A new Window object.

Return type:

Window

rasterio.windows.evaluate(window, height, width, boundless=False)

Evaluates a window tuple that may contain relative index values.

The height and width of the array the window targets is the context for evaluation.

Parameters:
  • window (Window or tuple of (rows, cols).) – The input window.

  • height (int) – The number of rows or columns in the array that the window targets.

  • width (int) – The number of rows or columns in the array that the window targets.

Returns:

A new Window object with absolute index values.

Return type:

Window

rasterio.windows.from_bounds(left, bottom, right, top, transform=None, height=None, width=None, precision=None)

Get the window corresponding to the bounding coordinates.

Parameters:
  • left (float, required) – Left (west) bounding coordinates

  • bottom (float, required) – Bottom (south) bounding coordinates

  • right (float, required) – Right (east) bounding coordinates

  • top (float, required) – Top (north) bounding coordinates

  • transform (Affine, required) – Affine transform matrix.

  • precision (int, optional) – These parameters are unused, deprecated in rasterio 1.3.0, and will be removed in version 2.0.0.

  • height (int, optional) – These parameters are unused, deprecated in rasterio 1.3.0, and will be removed in version 2.0.0.

  • width (int, optional) – These parameters are unused, deprecated in rasterio 1.3.0, and will be removed in version 2.0.0.

Returns:

A new Window.

Return type:

Window

Raises:

WindowError – If a window can’t be calculated.

rasterio.windows.get_data_window(arr, nodata=None)

Window covering the input array’s valid data pixels.

Parameters:
  • arr (numpy ndarray, <= 3 dimensions)

  • nodata (number) – If None, will either return a full window if arr is not a masked array, or will use the mask to determine non-nodata pixels. If provided, it must be a number within the valid range of the dtype of the input array.

Return type:

Window

rasterio.windows.intersect(*windows)

Test if all given windows intersect.

Parameters:

windows (sequence) – One or more Windows.

Returns:

True if all windows intersect.

Return type:

bool

rasterio.windows.intersection(*windows)

Innermost extent of window intersections.

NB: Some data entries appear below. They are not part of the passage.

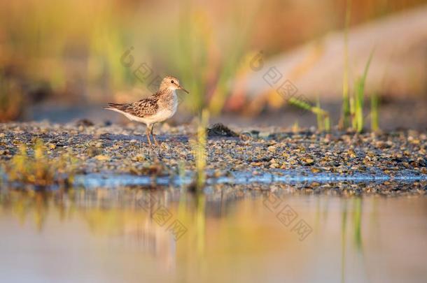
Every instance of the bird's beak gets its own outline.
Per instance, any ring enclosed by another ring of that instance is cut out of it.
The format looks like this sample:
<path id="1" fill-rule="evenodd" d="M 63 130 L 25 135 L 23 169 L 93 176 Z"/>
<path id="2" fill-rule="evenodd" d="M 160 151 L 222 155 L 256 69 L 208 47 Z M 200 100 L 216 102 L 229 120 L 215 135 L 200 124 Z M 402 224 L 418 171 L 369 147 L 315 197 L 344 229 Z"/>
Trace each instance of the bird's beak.
<path id="1" fill-rule="evenodd" d="M 186 89 L 185 88 L 183 88 L 183 87 L 181 87 L 181 85 L 178 85 L 178 89 L 182 89 L 182 90 L 183 90 L 184 92 L 186 92 L 186 93 L 188 93 L 188 94 L 189 94 L 189 93 L 190 93 L 190 92 L 188 92 L 188 91 L 187 89 Z"/>

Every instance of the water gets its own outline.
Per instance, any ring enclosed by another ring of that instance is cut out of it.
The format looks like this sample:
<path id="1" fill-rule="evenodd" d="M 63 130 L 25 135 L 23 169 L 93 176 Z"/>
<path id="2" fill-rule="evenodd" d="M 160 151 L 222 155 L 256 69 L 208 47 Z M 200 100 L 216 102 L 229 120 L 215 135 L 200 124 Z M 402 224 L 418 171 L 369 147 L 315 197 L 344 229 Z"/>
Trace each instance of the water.
<path id="1" fill-rule="evenodd" d="M 0 190 L 1 281 L 427 278 L 425 196 L 209 191 Z"/>

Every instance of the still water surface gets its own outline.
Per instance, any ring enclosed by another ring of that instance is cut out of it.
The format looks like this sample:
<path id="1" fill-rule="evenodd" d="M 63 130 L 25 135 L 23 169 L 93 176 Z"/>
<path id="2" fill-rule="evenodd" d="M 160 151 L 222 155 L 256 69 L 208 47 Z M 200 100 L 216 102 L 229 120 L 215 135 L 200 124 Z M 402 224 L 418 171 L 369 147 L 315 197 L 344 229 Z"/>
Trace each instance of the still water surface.
<path id="1" fill-rule="evenodd" d="M 427 198 L 0 190 L 2 282 L 426 282 Z"/>

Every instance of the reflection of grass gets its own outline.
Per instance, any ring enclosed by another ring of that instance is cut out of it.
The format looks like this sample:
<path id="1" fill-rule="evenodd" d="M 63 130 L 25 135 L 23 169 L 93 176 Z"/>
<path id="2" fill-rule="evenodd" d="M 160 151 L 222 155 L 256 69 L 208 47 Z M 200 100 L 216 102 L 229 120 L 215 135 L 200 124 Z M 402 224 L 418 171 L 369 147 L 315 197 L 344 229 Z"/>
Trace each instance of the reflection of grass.
<path id="1" fill-rule="evenodd" d="M 206 180 L 205 168 L 206 165 L 206 129 L 209 123 L 209 113 L 207 110 L 202 112 L 202 117 L 197 127 L 197 140 L 193 145 L 193 153 L 196 163 L 195 188 L 200 190 Z"/>
<path id="2" fill-rule="evenodd" d="M 354 200 L 354 241 L 358 249 L 362 247 L 362 199 Z"/>
<path id="3" fill-rule="evenodd" d="M 344 200 L 341 219 L 341 282 L 345 282 L 346 231 L 347 226 L 347 203 Z"/>

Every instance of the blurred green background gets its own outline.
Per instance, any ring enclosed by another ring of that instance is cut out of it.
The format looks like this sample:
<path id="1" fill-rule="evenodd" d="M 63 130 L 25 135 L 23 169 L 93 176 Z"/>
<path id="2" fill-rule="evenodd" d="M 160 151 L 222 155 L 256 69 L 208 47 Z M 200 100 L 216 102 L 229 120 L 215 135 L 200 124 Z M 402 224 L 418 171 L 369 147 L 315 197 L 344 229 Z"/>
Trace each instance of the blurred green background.
<path id="1" fill-rule="evenodd" d="M 350 26 L 424 3 L 353 1 Z M 47 100 L 138 100 L 164 75 L 190 90 L 183 109 L 218 114 L 248 57 L 263 50 L 269 58 L 341 31 L 345 15 L 343 0 L 1 1 L 0 120 L 22 119 Z M 132 64 L 122 59 L 129 50 Z M 145 80 L 134 74 L 141 64 L 153 71 Z"/>

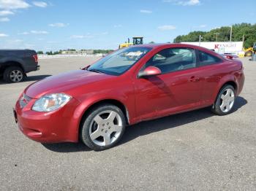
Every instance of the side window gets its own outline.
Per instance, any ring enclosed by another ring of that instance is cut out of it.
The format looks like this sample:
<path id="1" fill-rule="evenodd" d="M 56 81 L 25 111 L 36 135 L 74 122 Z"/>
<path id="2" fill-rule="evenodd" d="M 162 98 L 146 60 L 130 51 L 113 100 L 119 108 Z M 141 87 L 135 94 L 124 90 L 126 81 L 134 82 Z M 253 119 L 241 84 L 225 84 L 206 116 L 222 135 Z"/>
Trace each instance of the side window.
<path id="1" fill-rule="evenodd" d="M 162 74 L 196 67 L 195 53 L 190 48 L 168 48 L 154 55 L 143 69 L 152 66 L 159 68 Z"/>
<path id="2" fill-rule="evenodd" d="M 198 57 L 200 66 L 211 65 L 221 61 L 219 58 L 200 50 L 198 50 Z"/>

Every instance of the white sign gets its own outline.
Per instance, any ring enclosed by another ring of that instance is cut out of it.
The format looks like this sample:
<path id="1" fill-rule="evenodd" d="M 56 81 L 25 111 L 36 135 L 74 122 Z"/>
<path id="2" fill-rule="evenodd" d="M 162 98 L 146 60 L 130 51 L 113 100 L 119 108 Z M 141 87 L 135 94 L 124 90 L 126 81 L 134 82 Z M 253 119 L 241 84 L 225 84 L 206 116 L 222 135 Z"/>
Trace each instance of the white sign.
<path id="1" fill-rule="evenodd" d="M 217 52 L 224 51 L 224 53 L 238 54 L 238 52 L 243 50 L 243 42 L 195 42 L 181 43 L 214 50 Z"/>

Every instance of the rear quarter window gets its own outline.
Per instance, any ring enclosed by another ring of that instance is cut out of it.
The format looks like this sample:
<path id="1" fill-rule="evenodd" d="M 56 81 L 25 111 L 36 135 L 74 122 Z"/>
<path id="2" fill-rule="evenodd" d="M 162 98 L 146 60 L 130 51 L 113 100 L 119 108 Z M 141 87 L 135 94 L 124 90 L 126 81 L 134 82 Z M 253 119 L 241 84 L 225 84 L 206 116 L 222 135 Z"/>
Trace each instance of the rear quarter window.
<path id="1" fill-rule="evenodd" d="M 200 50 L 198 50 L 198 58 L 200 66 L 218 63 L 222 61 L 222 59 L 218 57 Z"/>

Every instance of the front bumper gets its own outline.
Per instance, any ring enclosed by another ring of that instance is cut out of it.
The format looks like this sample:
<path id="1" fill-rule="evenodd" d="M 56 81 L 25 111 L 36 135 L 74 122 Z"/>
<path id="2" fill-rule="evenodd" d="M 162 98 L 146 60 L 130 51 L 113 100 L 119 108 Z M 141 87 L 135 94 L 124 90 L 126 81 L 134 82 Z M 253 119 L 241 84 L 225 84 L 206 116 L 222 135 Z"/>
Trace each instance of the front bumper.
<path id="1" fill-rule="evenodd" d="M 71 99 L 64 107 L 50 112 L 31 110 L 35 99 L 23 108 L 16 102 L 13 113 L 20 131 L 41 143 L 78 142 L 79 119 L 75 116 L 78 101 Z"/>

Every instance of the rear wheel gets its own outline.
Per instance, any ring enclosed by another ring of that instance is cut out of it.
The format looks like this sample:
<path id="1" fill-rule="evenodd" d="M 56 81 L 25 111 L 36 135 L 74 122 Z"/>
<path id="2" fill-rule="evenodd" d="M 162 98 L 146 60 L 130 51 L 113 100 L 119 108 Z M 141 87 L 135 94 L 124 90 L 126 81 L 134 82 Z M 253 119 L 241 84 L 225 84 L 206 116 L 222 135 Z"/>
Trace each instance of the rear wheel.
<path id="1" fill-rule="evenodd" d="M 219 115 L 230 114 L 233 108 L 236 100 L 236 91 L 232 85 L 227 85 L 219 91 L 212 112 Z"/>
<path id="2" fill-rule="evenodd" d="M 10 66 L 4 71 L 4 80 L 8 83 L 21 82 L 24 77 L 24 72 L 19 66 Z"/>
<path id="3" fill-rule="evenodd" d="M 100 105 L 85 119 L 80 137 L 83 143 L 94 150 L 109 149 L 121 139 L 125 124 L 124 115 L 118 107 Z"/>

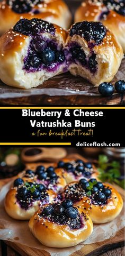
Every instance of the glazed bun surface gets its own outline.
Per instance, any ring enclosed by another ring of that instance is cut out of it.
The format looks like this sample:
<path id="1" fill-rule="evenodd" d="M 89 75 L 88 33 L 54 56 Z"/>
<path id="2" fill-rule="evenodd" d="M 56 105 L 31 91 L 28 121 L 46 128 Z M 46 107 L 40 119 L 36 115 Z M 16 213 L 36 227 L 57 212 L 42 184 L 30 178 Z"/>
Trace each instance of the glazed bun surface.
<path id="1" fill-rule="evenodd" d="M 114 34 L 125 52 L 125 3 L 87 0 L 75 13 L 75 22 L 100 21 Z"/>
<path id="2" fill-rule="evenodd" d="M 59 216 L 55 213 L 44 214 L 47 206 L 48 205 L 38 210 L 29 223 L 31 231 L 42 244 L 58 248 L 73 246 L 86 240 L 92 234 L 93 223 L 91 219 L 78 209 L 75 208 L 77 217 L 72 219 L 65 213 Z"/>
<path id="3" fill-rule="evenodd" d="M 20 19 L 30 20 L 33 18 L 42 19 L 65 29 L 69 27 L 72 20 L 68 6 L 61 0 L 3 1 L 0 3 L 0 34 L 13 27 Z"/>

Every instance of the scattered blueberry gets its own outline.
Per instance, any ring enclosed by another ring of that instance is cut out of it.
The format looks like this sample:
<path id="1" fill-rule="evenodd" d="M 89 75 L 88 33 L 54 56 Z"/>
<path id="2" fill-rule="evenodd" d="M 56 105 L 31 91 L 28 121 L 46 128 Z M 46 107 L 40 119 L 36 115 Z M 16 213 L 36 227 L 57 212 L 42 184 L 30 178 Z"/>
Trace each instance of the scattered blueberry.
<path id="1" fill-rule="evenodd" d="M 31 43 L 31 47 L 34 49 L 37 52 L 41 53 L 47 47 L 47 43 L 44 40 L 40 39 L 40 41 L 38 38 L 34 39 Z"/>
<path id="2" fill-rule="evenodd" d="M 63 167 L 64 167 L 65 163 L 63 161 L 59 161 L 59 163 L 58 163 L 58 168 L 61 168 Z"/>
<path id="3" fill-rule="evenodd" d="M 98 90 L 102 96 L 106 97 L 111 96 L 114 91 L 114 89 L 112 84 L 105 82 L 99 85 Z"/>
<path id="4" fill-rule="evenodd" d="M 61 204 L 57 204 L 54 207 L 54 213 L 57 215 L 62 215 L 65 212 L 65 208 Z"/>
<path id="5" fill-rule="evenodd" d="M 86 167 L 86 168 L 88 168 L 88 169 L 91 169 L 91 168 L 92 168 L 92 165 L 91 163 L 85 163 L 85 167 Z"/>
<path id="6" fill-rule="evenodd" d="M 95 186 L 97 187 L 99 189 L 103 189 L 104 188 L 104 186 L 102 184 L 102 182 L 100 182 L 100 181 L 98 181 L 96 184 L 95 185 Z"/>
<path id="7" fill-rule="evenodd" d="M 23 180 L 22 180 L 22 179 L 20 179 L 20 178 L 19 179 L 16 179 L 14 181 L 14 187 L 18 187 L 18 186 L 22 185 L 23 183 L 24 183 Z"/>
<path id="8" fill-rule="evenodd" d="M 63 202 L 61 205 L 63 207 L 64 207 L 64 208 L 65 208 L 65 209 L 67 209 L 67 208 L 73 206 L 73 201 L 72 201 L 72 200 L 70 200 L 69 199 L 67 199 Z"/>
<path id="9" fill-rule="evenodd" d="M 38 184 L 37 185 L 36 187 L 37 189 L 40 191 L 40 192 L 42 192 L 42 191 L 46 190 L 46 188 L 43 184 Z"/>
<path id="10" fill-rule="evenodd" d="M 48 65 L 55 60 L 55 54 L 53 51 L 47 48 L 42 53 L 42 61 L 44 64 Z"/>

Will raise WindowError if windows do not intersect.

Parameters:

windows (sequence) – One or more Windows.

Return type:

Window

rasterio.windows.iter_args(function)

Decorator to allow function to take either *args or a single iterable which gets expanded to *args.

rasterio.windows.round_window_to_full_blocks(window, block_shapes, height=0, width=0)

Round window to include full expanse of intersecting tiles.

Parameters:
  • window (Window) – The input window.

  • block_shapes (tuple of block shapes) – The input raster’s block shape. All bands must have the same block/stripe structure

Return type:

Window

rasterio.windows.shape(window, height=-1, width=-1)

The shape of a window.

height and width arguments are optional if there are no negative values in the window.

Parameters:
  • window (Window) – The input window.

  • height (int, optional) – The number of rows or columns in the array that the window targets.

  • width (int, optional) – The number of rows or columns in the array that the window targets.

Returns:

The number of rows and columns of the window.

Return type:

num_rows, num_cols

rasterio.windows.toranges(window)

Normalize Windows to range tuples

rasterio.windows.transform(window, transform)

Construct an affine transform matrix relative to a window.

Parameters:
  • window (Window) – The input window.

  • transform (Affine) – an affine transform matrix.

Returns:

The affine transform matrix for the given window

Return type:

Affine

rasterio.windows.union(*windows)

Union windows and return the outermost extent they cover.

Parameters:

windows (sequence) – One or more Windows.

Return type:

Window

rasterio.windows.validate_length_value(instance, attribute, value)
rasterio.windows.window_index(window, height=0, width=0)

Construct a pair of slice objects for ndarray indexing

Starting indexes are rounded down, Stopping indexes are rounded up.

Parameters:

window (Window) – The input window.

Returns:

row_slice, col_slice – A pair of slices in row, column order

Return type:

slice

rasterio.windows.window_split(height, width, max_pixels=1048576)

Divide the row-column domain of a dataset into smaller windows.

This function determines the window size such that windows have no more than max_pixels number of pixels. Windows are roughly square, except at the right and bottom edges of the domain, and have integer offsets and lengths.

Parameters:
  • height (int) – Domain height.

  • width (int) – Domain width.

  • max_pixels (int, optional) – The maximum number of pixels per window.

Return type:

list of Windows

Module contents

Rasterio

class rasterio.Band(ds, bidx, dtype, shape)

Bases: tuple

Band of a Dataset.

Parameters:
  • ds (dataset object) – An opened rasterio dataset object.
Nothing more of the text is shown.